A glance at the official daily court listings may provide a clue. A snapshot of cases due to be heard on Wednesday September 22 indicates that although the majority of courts were busy a significant number remained unoccupied. For example, at Southwark Crown Court in south London, four courts out of 17 were empty, including one of Southwark’s Nightingale courtrooms at Prospero House.


At Leeds Crown Court, five of the 16 courtrooms were unused, among them Court 1 at the temporary facility, Leeds Cloth Hall.

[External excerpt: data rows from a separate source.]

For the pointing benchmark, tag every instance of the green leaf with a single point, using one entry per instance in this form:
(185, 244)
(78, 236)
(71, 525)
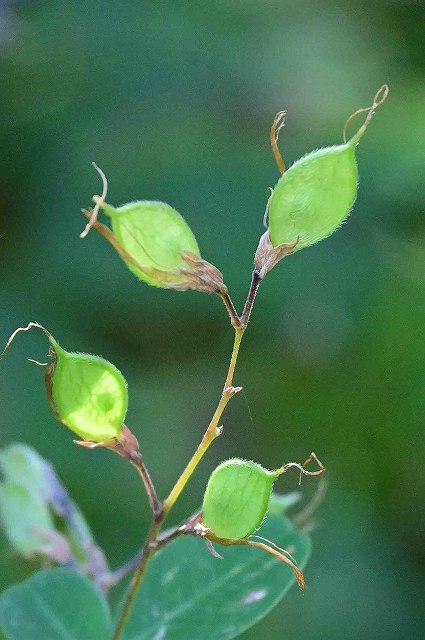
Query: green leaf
(55, 605)
(24, 515)
(189, 594)
(314, 196)
(89, 394)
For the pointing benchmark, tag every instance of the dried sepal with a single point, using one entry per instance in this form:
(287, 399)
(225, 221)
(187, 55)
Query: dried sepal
(267, 256)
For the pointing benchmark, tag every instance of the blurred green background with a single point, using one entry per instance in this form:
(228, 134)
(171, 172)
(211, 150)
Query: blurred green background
(174, 101)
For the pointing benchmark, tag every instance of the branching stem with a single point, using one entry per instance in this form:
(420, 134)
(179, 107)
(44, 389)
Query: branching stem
(153, 541)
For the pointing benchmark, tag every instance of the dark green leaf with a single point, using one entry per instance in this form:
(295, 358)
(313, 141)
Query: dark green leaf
(189, 594)
(55, 605)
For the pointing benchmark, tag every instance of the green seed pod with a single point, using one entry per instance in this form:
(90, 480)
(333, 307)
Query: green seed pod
(316, 194)
(237, 497)
(87, 394)
(155, 235)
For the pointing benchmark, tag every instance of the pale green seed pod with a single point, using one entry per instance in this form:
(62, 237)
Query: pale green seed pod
(155, 235)
(88, 394)
(236, 498)
(316, 194)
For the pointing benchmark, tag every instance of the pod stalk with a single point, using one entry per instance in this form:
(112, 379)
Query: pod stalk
(380, 97)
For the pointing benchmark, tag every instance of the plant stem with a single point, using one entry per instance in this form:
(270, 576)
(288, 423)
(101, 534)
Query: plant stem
(147, 481)
(153, 542)
(213, 430)
(255, 283)
(234, 318)
(148, 550)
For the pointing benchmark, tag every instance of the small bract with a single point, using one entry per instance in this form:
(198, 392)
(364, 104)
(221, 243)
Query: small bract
(155, 235)
(237, 497)
(88, 394)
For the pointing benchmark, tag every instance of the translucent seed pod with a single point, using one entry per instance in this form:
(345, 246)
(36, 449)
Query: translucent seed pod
(156, 236)
(316, 194)
(156, 243)
(88, 394)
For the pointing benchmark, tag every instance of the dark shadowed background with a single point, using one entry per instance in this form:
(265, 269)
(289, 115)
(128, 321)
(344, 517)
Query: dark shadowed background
(174, 101)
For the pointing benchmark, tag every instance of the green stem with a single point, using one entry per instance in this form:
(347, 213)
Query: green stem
(213, 430)
(147, 553)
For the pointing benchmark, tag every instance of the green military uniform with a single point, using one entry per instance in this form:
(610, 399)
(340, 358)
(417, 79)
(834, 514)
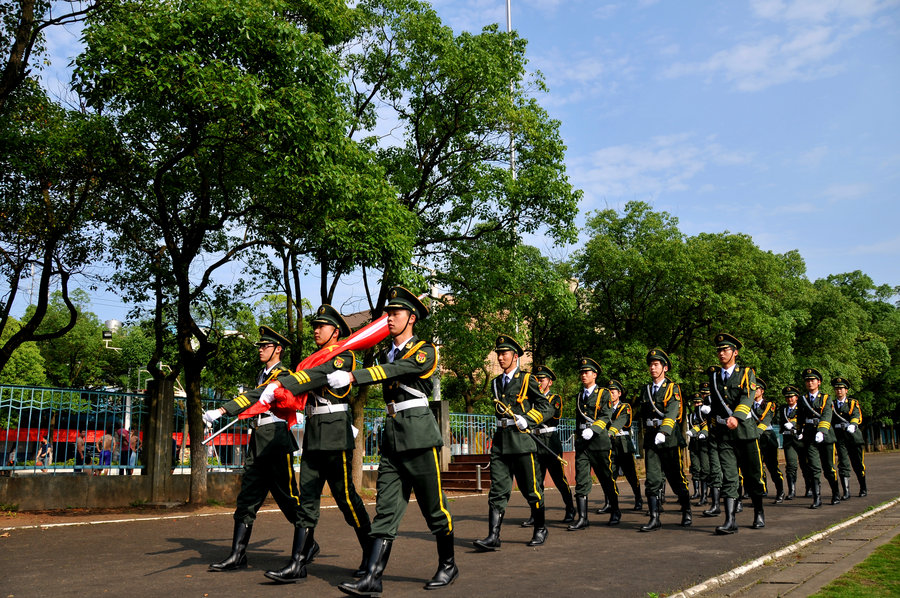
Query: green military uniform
(409, 443)
(791, 445)
(731, 395)
(328, 444)
(268, 466)
(661, 415)
(849, 440)
(814, 419)
(698, 432)
(593, 448)
(548, 456)
(622, 443)
(518, 402)
(763, 412)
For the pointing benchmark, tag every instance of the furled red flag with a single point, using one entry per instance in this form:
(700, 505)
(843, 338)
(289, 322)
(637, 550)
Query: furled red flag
(286, 404)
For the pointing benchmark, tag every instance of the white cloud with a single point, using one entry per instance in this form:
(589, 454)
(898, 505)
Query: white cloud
(663, 164)
(808, 36)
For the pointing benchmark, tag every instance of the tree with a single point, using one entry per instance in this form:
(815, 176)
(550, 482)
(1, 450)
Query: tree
(25, 366)
(57, 166)
(230, 115)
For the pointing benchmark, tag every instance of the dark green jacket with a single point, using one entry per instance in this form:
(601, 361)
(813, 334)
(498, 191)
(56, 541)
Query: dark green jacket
(815, 416)
(410, 376)
(594, 410)
(848, 413)
(665, 405)
(734, 399)
(523, 397)
(551, 439)
(324, 431)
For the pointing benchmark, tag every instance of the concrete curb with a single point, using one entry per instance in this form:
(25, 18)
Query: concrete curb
(732, 575)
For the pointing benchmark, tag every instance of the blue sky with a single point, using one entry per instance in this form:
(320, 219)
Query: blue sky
(775, 118)
(779, 119)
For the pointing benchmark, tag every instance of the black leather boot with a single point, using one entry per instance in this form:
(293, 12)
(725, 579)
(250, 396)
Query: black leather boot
(687, 518)
(759, 518)
(581, 522)
(492, 542)
(238, 557)
(696, 493)
(817, 494)
(570, 508)
(365, 542)
(605, 508)
(714, 510)
(370, 583)
(704, 494)
(653, 507)
(615, 515)
(845, 488)
(540, 529)
(296, 567)
(730, 525)
(835, 492)
(447, 570)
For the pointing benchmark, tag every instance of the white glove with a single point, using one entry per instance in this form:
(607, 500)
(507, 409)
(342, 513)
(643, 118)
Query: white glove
(212, 415)
(268, 394)
(338, 379)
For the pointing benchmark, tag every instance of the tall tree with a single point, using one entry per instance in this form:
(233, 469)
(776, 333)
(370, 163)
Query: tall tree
(231, 113)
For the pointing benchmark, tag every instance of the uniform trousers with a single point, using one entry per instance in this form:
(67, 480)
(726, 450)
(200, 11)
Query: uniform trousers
(334, 467)
(269, 467)
(400, 474)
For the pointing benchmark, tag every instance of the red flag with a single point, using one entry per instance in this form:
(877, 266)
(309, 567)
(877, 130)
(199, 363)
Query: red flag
(286, 404)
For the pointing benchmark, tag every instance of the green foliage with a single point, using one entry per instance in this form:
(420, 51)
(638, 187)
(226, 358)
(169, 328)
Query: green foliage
(26, 364)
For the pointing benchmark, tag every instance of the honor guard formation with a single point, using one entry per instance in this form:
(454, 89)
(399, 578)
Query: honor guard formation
(726, 427)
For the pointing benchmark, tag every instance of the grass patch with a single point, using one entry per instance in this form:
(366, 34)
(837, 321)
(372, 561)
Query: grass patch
(876, 577)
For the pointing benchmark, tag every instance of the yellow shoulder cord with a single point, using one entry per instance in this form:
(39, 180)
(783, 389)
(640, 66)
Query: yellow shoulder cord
(523, 390)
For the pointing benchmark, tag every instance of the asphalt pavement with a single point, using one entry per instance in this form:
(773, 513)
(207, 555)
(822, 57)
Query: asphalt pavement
(161, 555)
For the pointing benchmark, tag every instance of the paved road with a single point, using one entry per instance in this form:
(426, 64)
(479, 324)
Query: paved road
(169, 557)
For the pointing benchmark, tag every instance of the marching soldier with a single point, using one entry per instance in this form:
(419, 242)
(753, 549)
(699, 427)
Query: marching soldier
(548, 456)
(269, 464)
(661, 413)
(818, 436)
(328, 444)
(593, 448)
(850, 445)
(714, 479)
(735, 433)
(409, 444)
(763, 412)
(620, 434)
(790, 443)
(698, 431)
(520, 406)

At Cardiff and Newport Crown Court, two of the 12 courts were “not sitting”.


Many other courts across England and Wales listed only those courtrooms where cases were scheduled to take place, which suggests that a number of courtrooms that weren’t on the list were also not in use.


Of course, this was one day selected at random; it was not a scientific study, but without any published data-set on court occupancy rates it is the best indicator we have of the usage of criminal courts.


‘Extraordinary state of affairs’


Barristers are clear that shortages of staff are one factor which lie behind these “idle courts”. They’re hoping that an independent review of criminal legal aid, to be published in the coming months, will lead to increased funding, ensuring that cases aren’t delayed for lack of lawyers.


The Lord Chief Justice, Lord Burnett of Maldon - who’s the head of the judiciary in England and Wales - has also voiced concerns about shortages - of judges and, in particular, court staff employed by HMCTS. In June, he said it was a “quite extraordinary state of affairs” that HMCTS pays less than “many other departments and agencies”. The salary difference is estimated by officials to be about £3,000. Speaking at a district judges’ seminar, Lord Burnett said: “It is no surprise that a longstanding problem faced by HMCTS has been that it recruits staff, it trains them and then loses them to another department or agency paying significantly more at the same grade.”


The MoJ says it has recruited 1,600 court staff in the last 18 months and is raising the judicial mandatory retirement age from 70 to 75 which could increase the pool of judges by 400 over ten years. The department insists there is “no evidence” a shortage of barristers is affecting the courts backlog - but it acknowledges there are “challenges”.


If today’s principal challenge is to bring down the backlog in the Crown Courts, so that victims, defendants and witnesses have their cases heard promptly, arguably the greatest challenge in the years ahead is dealing with a potential rise in prosecutions, as the recruitment of 20,000 extra police officers is expected to lead to more arrests and charges. Our research showed that without significant investment court backlogs will reach unmanageable levels by 2024 and we are doing further research to explore how court caseloads could be eased.


Investment in laptops, Wifi and temporary court buildings is of course welcome. But it is also vital that there is sustained funding in people. Without them, our courts won’t be able to function.